1. Türkiye Türkçesi ve Genel Dil Bilgisi
Özellikleri
Cumhuriyetin ilânına kadar Osmanlıcanın yaygın olarak kullanıldığı Türkiye'de, Arapça
ve Farsçanın etkisiyle yeterince gelişememiş olan Türkçenin, 'bağımsızlığı
üzerindeki kökten değişiklik, 1924'te Teşkilat-i Esasiye Kanunuyla yapılmıştır' (Baydar,1973)
1926'da Arapça ve
Farsça öğretiminin okul programlarından kaldırılması, 1928'de yeni Türk alfabesinin kabul
edilmesiyle birlikte Türkçenin yaygın olarak
kullanılmaya başlanılması ve Atatürk'ün önderliğinde Türk Dil Kurumunun
kurulmasıyla, Türkiye Türkçesi beklenilen gelişmeyi
hızla gerçekleştirmiştir.
1932 yılında kurulan Türk Dil Kurumu, Türkçenin dil bilgisi yapısını sağlam temellere oturtarak, yazım sorunlarının çözümlenmesinde önemli görev
üstlenmiştir.
Konuşma Türkçesi, Türkiye'nin çeşitli bölgelerinin kültürel yapı
farklılıklarından
kaynaklanan çeşitlilikler göstermektedir. Yazıda sağlanan dil birliğinin temelinde, dil bilgisi kurallarına uygunluk
vardır. Türkçe konuşmadaki birlik ve bütünlüğün de, bilinçli bir biçimde
uygulanacak olan konuşma öğretimi ve eğitimiyle sağlanacağı düşünülmektedir.
Konuşmada doğruluk ve
birlik, dilin ses bilgisinin, boğumlama (artikülâsyon),
vurgulama ve ton güdümü (entonasyon) özelliklerine
uyularak
elde edilir. Bu bakımdan, Türkçenin
genel dil bilgisi özellikleri, ilköğretim kurumlarından
başlayarak bütün eğitim basamaklarında, 'Türkçe doğru ve güzel konuşma
dersleri' adıyla programlanmalı ve verilmelidir.
1. Türkçenin Genel Dil Bilgisi Özellikleri
Türkiye Türkçesinin dil bilgisi
özellikleri genel olarak şöyledir:
* 'Türkçe, genellikle yazıldığı gibi
konuşulan, konuşulduğu gibi yazılan bir dildir.

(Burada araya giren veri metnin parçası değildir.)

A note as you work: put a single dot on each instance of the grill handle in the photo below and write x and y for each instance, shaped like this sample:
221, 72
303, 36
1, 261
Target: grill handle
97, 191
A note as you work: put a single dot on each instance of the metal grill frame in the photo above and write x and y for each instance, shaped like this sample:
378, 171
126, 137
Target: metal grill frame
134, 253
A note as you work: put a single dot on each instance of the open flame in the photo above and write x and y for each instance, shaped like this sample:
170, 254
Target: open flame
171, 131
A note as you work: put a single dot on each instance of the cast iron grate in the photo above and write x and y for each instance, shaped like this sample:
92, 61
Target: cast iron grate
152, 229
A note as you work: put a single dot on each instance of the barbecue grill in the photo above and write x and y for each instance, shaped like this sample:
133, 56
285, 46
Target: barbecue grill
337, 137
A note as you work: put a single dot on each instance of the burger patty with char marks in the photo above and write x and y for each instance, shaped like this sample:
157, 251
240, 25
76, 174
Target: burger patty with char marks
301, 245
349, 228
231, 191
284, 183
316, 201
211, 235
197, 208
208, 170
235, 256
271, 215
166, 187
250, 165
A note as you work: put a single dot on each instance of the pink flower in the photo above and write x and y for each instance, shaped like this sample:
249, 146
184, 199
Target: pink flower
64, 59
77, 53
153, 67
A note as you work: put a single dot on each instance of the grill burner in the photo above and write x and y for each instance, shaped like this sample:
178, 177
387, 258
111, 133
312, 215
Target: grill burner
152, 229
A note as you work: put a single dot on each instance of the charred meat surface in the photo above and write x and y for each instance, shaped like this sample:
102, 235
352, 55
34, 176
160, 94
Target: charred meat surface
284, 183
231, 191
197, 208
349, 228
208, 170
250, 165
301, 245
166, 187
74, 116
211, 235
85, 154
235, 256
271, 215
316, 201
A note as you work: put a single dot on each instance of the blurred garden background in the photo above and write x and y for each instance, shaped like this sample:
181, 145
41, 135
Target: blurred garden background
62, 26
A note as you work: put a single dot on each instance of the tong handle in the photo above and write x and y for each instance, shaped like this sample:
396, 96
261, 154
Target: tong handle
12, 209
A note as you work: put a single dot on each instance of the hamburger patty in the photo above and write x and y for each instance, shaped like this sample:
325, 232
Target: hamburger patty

* Türkçede yazıldığı hâlde
söylenmeyen, söylendiği hâlde yazılmayan
'ğ' harfinin dışında
hiçbir harf yoktur.
* Türkçe, ses yönünden çok zengin, yumuşak,
ezgili ve renklidir.
* Türkçenin sesleri gırtlaksılıktan, burunsuluktan
kurtulduğu için, hırıltılı, pırıltılı, hımhım,ve boğuk değil, tınılı ve parlaktır.
* Türkçenin ses yapısını
oluşturan ünlü ve ünsüzler boğumlamaya uygun ve rahattır.
* Türk dili, yazma,
okuma ve konuşmayı kolaylaştıran birtakım kurallara sahiptir.'(Taşer,1978)
Türkiye Türkçesinin dil
bilgisi özellikleri içinde, Türkçe şarkı söylemedeki dilin anlaşılırlığını
olumsuz yönde etkileyen hiçbir özellik yoktur. (Türkiye Türkçesinin,
fonetik, morfolojik, semantik, sentaks ve leksikoiojik
yapı özellikleri hk. bk. Töreyin,
1998,
s.32-49).
2. Ses
Eğitimi Türleri
'Ses eğitimi;
bireylere konuşma ve/veya şarkı söylemede seslerini doğru, etkili ve güzel
kullanabilmeleri için gereken davranışların kazandırıldığı ve içinde konuşma, şarkı söyleme, koro ve
şan eğitimi gibi alt ses eğitimi basamaklarını barındıran, disiplinler arası
bir özel alan eğitimidir. Tanımda kullanılan
'doğru'; anatomik ve fizyolojik yapıya, dil ve müzik özelliklerine, gerçeğe ve
kurallara uygunluğu, 'güzel'; söyleme biçimindeki uyum ve ölçülebilir dav-ranışlardaki dengeyi, 'etkili' kavramı ise; başkaları üzerinde
bıraktığı duygusal izi nitelendirmektedir'. (Töreyin,1998)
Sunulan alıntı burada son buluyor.